The outcome is a Pivot table with each region as a column heading that we can work with. Exercise: Creating Pivot Table from Raw Data

To further understand how to use the Crosstab function in PostgreSQL, let’s do a quick exercise.

We will use sample weather data over 12 months, gathered from three different cities, to create a Pivot table showing the maximum temperature each month for every city.

Here is a sample table of raw weather data:

| City | Date | Max Temperature |

|———–|————|—————-|

| New York | 2021-01-01 | 3C |

| New York | 2021-02-01 | 2C |

| New York | 2021-03-01 | 5C |

| Toronto | 2021-01-01 | -2C |

| Toronto | 2021-02-01 | -3C |

| Toronto | 2021-03-01 | 0C |

| San Diego | 2021-01-01 | 15C |

| San Diego | 2021-02-01 | 14C |

| San Diego | 2021-03-01 | 18C |

To create the Pivot table, we need to extract the month from the “Date” column and create separate columns for each city.

Here’s how we can use the Crosstab function to achieve this:

SELECT *

FROM crosstab(

‘SELECT extract(MONTH FROM “Date”) as month,

“City”,

MAX(“Max Temperature”)

FROM weather_data

GROUP BY 1,2

ORDER BY 1,2′,

‘SELECT DISTINCT “City”

FROM weather_data

ORDER BY 1′

) AS monthly_weather(“Month” int, “New York” varchar, “Toronto” varchar, “San Diego” varchar);

In this query, we extract the month from the date using the extract function, and we select and group the information by month and city. We then use the Crosstab function, specifying the SELECT statement as the first parameter and the column headings as the second parameter.

The final output of the Pivot table shows the maximum temperature for each month in each respective city.

Conclusion

In conclusion, the Crosstab function in PostgreSQL allows for the creation of pivot tables that display essential information from data sets. With the Crosstab function queries, we can create different styles of Pivot tables, using the same data sets without making any changes in the original data format.

In this article extension, we learned how to create multiple Pivot tables from one data set and handled incomplete data when creating Pivot tables. We also performed an exercise that involved creating a Pivot table from raw data to provide another example that readers could use to further understand the Crosstab function.

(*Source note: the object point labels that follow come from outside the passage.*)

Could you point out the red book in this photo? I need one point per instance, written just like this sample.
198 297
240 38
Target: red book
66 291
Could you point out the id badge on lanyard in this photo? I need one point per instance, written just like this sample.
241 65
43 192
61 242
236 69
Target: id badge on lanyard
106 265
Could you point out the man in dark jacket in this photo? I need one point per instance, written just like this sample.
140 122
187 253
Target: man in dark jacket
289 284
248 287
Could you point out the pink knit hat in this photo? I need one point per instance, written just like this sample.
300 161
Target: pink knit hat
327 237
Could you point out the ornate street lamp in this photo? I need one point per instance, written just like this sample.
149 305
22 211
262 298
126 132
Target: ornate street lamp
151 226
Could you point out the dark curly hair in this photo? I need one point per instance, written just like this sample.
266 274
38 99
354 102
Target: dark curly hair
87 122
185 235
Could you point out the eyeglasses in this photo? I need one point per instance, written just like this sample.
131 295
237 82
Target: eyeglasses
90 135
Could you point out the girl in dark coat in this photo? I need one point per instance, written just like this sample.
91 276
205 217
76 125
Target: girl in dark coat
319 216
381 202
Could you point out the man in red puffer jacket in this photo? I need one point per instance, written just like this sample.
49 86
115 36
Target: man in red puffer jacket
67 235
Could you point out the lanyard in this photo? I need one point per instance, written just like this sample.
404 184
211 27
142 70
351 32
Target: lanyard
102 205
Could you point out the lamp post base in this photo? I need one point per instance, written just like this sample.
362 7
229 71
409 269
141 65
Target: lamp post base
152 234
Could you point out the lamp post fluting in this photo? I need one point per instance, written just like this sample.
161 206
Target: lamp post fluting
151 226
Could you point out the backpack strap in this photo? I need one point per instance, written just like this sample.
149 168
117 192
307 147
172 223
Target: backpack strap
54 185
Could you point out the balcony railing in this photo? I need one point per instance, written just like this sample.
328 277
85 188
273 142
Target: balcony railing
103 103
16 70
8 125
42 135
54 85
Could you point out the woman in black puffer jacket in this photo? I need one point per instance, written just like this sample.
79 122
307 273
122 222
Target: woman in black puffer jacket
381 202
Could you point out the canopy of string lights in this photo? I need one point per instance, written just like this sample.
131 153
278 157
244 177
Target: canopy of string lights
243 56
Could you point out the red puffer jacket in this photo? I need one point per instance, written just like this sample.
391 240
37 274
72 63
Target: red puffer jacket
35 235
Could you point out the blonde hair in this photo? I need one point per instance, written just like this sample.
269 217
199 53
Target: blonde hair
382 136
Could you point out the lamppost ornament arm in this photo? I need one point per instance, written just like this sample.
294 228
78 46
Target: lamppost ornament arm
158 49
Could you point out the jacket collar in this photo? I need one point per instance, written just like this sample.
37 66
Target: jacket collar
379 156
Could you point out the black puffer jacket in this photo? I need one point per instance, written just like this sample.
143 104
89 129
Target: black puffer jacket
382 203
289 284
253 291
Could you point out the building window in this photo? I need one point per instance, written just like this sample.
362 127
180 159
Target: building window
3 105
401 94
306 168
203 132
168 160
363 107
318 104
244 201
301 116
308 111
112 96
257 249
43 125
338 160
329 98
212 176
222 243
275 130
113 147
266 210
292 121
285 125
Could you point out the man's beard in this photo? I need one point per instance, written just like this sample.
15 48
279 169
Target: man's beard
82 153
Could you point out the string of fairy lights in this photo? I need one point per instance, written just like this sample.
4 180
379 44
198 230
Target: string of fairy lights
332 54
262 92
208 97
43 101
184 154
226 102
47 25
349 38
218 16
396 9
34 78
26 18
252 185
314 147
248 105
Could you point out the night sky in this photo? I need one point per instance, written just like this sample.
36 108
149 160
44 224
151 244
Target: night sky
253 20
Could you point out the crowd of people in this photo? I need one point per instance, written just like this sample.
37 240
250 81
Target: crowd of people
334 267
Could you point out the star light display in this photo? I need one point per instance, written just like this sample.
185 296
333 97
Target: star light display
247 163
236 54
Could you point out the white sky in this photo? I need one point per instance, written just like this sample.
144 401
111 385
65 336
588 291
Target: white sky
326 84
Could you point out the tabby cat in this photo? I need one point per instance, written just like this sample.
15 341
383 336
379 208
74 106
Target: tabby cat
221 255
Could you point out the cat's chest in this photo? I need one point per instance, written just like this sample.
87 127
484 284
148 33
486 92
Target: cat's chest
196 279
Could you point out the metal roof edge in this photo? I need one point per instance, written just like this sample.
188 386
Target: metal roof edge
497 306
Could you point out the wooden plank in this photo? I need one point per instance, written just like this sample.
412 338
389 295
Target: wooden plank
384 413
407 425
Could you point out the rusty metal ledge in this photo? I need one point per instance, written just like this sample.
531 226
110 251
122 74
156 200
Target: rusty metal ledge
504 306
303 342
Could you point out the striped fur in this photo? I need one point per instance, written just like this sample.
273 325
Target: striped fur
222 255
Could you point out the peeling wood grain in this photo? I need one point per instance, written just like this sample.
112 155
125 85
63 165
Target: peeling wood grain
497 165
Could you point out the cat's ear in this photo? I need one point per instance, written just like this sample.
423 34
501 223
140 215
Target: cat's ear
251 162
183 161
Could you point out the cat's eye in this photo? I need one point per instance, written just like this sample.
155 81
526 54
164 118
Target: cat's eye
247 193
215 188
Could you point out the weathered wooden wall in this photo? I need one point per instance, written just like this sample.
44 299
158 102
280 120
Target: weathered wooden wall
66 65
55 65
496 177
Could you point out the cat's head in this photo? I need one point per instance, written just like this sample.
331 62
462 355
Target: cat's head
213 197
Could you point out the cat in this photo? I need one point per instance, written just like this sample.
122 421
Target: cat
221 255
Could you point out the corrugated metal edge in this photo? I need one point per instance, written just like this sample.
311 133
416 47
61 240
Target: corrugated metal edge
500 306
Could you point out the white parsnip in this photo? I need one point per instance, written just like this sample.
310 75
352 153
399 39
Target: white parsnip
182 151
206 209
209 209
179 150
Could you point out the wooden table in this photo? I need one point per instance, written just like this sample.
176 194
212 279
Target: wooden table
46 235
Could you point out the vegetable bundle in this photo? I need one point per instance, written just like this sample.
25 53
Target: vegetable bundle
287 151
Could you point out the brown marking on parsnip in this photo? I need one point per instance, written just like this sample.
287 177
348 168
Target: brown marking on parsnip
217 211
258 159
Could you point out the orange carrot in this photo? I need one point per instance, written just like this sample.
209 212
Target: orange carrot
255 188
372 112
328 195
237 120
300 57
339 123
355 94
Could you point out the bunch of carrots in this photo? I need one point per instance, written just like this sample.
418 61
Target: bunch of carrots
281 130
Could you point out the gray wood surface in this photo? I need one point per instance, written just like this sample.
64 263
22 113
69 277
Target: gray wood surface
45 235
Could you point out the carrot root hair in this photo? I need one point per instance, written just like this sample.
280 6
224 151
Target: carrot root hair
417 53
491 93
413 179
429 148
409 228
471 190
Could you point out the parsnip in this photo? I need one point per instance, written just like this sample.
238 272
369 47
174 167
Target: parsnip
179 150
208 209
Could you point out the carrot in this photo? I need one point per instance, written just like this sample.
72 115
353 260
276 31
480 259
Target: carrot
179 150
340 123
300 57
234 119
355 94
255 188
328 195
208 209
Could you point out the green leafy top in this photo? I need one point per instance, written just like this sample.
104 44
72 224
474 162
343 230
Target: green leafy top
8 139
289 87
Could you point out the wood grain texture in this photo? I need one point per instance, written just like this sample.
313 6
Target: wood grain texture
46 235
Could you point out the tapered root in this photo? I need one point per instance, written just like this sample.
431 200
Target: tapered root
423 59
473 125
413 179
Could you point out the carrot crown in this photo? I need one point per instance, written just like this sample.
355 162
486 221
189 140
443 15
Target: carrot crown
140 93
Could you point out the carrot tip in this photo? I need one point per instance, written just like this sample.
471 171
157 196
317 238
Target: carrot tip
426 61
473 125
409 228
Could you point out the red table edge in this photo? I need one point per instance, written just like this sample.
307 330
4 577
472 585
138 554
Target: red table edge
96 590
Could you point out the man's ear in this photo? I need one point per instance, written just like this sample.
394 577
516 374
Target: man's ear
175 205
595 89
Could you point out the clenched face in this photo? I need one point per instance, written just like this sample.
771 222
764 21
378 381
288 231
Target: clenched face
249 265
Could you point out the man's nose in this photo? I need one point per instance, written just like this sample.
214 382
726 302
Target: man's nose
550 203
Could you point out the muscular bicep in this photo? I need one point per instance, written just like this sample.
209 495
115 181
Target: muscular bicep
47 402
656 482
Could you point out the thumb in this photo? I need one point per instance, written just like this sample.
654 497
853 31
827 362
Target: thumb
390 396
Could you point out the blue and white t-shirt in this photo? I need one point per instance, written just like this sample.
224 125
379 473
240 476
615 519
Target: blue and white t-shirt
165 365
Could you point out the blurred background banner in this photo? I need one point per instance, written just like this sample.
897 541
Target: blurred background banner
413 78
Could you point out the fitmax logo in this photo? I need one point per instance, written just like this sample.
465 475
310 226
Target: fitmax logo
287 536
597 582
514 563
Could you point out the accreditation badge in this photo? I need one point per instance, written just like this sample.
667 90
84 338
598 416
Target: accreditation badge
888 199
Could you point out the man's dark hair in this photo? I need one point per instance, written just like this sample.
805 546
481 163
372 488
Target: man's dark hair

In conclusion, the Crosstab function in PostgreSQL is a useful tool for creating Pivot tables that organize data according to selected categories. This article emphasized the importance of enabling and using the Crosstab function, including the tablefunc extension, setting restrictions and parameters for creating Pivot tables, and creating multiple Pivot tables using the same data set.

The importance of handling incomplete data was also highlighted. By understanding the Crosstab function, users can create pivot tables that are essential for decision-making purposes and highlighting insights that might not otherwise be visible.

Overall, working with Crosstab functions is a must-have skill set for anyone working with data analysis and management.